Bei der Gründung hat niemand daran gedacht, dass man so etwas wie die Vereinigten Staaten Europas je benötigen würde. Die Idee war, in Teilbereichen die souveränen Rechte der Staaten gemeinsam wahrzunehmen. Die Durchführung dieser Wahrnehmung hat man auf gemeinsame Organe übertragen. Das war die Gründungsidee. Ich halte es angesichts der nationalistischen Entwicklung in etlichen Staaten für völlig unsinnig, jetzt über die Idee von Vereinigten Staaten von Europa zu diskutieren. Das kommt in den nächsten 50 Jahren sicher nicht. Sehr wohl aber sollten wir über die Idee einer "ever closer union" nachdenken, also über die Vorstellung, dass sich die Union kontinuierlich vertiefen sollte. Vom Grundsatz her ist das eine berechtigte Forderung. Die Frage ist nur, wie man das umsetzen kann.

Nämlich?

Man sollte aufhören, Integration immer als etwas Gesamthaftes zu betrachten. Die Zukunftslösung liegt bei einer wachsenden Zahl von Teilintegrationen. Es spricht sehr viel dafür, dass es z. B. bei Forschung, Entwicklung und Innovation eine starke europäische Vergemeinschaftung gibt. Wenn wir das nicht machen, bleibt hier Europa global betrachtet ein Schwachmatikus. Und noch ein Vorteil: Man könnte auch Großbritannien trotz Brexit problemlos weiter miteinbeziehen oder auch künftige Kandidatenländer. Weitere Bereiche müssten beispielsweise die Energie- und Klimafragen, die Migration und die Frage sein, wie sich Europa gegenüber Afrika neu aufstellt. Die Marshallplan-Idee kann es ja nicht sein, die wird in Afrika eher als neo-kolonialistisches Konzept verstanden.

Ist man nur dann ein guter Europäer, wenn man die Positionen von Kommission und Parlament unterstützt?

Nein, mit Sicherheit nicht. Alle sind eingeladen über Europa zu diskutieren. Dabei brauchen wir jedoch deutlich mehr Druck im europäischen Dampfkessel. Wir müssen für Europa sowie darüber, was der richtige Weg ist, auch streiten. In der aktuellen Phase erwarten sich sehr viele Staaten auf der ganzen Welt Initiativen und Aktionen von den Europäern - und was machen wir? Wir können uns nicht entscheiden, ob und wenn ja, welche Initiativen wir setzen. Es genügt nicht, dass wir auf die Führungsschwäche der USA verweisen oder auf die Probleme mit China oder Russland. Wir Europäer müssen unsere Zukunft selbst in die Hand nehmen, wenn wir an der Spitze der Welt mitspielen wollen.

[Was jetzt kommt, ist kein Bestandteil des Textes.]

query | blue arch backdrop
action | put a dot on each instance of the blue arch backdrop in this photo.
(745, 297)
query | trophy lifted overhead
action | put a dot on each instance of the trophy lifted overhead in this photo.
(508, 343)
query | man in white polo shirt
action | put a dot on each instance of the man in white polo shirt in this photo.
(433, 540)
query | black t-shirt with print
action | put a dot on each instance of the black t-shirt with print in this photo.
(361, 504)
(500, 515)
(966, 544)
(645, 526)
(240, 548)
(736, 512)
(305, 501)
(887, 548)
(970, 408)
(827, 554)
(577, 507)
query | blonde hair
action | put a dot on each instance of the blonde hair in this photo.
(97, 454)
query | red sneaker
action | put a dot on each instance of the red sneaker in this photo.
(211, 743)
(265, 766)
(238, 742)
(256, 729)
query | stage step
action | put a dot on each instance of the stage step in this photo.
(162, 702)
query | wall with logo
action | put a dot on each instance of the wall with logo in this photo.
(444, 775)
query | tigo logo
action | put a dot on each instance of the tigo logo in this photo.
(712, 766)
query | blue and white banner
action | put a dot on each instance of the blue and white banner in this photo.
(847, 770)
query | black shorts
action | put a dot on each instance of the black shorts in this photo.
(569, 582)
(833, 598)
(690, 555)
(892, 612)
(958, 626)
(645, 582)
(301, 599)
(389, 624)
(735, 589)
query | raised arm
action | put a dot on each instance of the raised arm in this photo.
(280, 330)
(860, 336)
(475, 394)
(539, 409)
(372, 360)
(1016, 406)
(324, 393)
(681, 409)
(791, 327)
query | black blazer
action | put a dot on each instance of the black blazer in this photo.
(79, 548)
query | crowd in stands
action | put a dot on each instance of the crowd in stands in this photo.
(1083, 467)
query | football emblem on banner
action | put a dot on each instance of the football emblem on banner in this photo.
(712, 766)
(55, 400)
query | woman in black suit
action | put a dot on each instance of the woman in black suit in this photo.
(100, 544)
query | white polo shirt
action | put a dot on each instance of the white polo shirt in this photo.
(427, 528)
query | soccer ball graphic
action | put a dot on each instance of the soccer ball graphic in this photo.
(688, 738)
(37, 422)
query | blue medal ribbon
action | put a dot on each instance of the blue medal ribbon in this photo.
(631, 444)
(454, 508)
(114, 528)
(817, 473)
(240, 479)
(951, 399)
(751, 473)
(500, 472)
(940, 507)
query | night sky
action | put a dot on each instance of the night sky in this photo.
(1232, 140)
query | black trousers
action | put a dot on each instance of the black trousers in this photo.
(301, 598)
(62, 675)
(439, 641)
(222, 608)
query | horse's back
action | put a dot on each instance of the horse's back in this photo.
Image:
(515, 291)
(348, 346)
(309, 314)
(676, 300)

Wollen wir das denn überhaupt?

Die richtige Frage lautet hier: Wollen wir unseren Wohlstand behalten? Wenn ja, gibt es dazu keine Alternative. Wenn wir nicht an der Spitze mitspielen, werden wir wesentlich an Wohlstand verlieren.

Franz Fischler (73) war von 1995 bis 2004 der erste EU-Kommissar Österreichs. Der ÖVP-Politiker war davor in einer großen Koalition Agrarminister.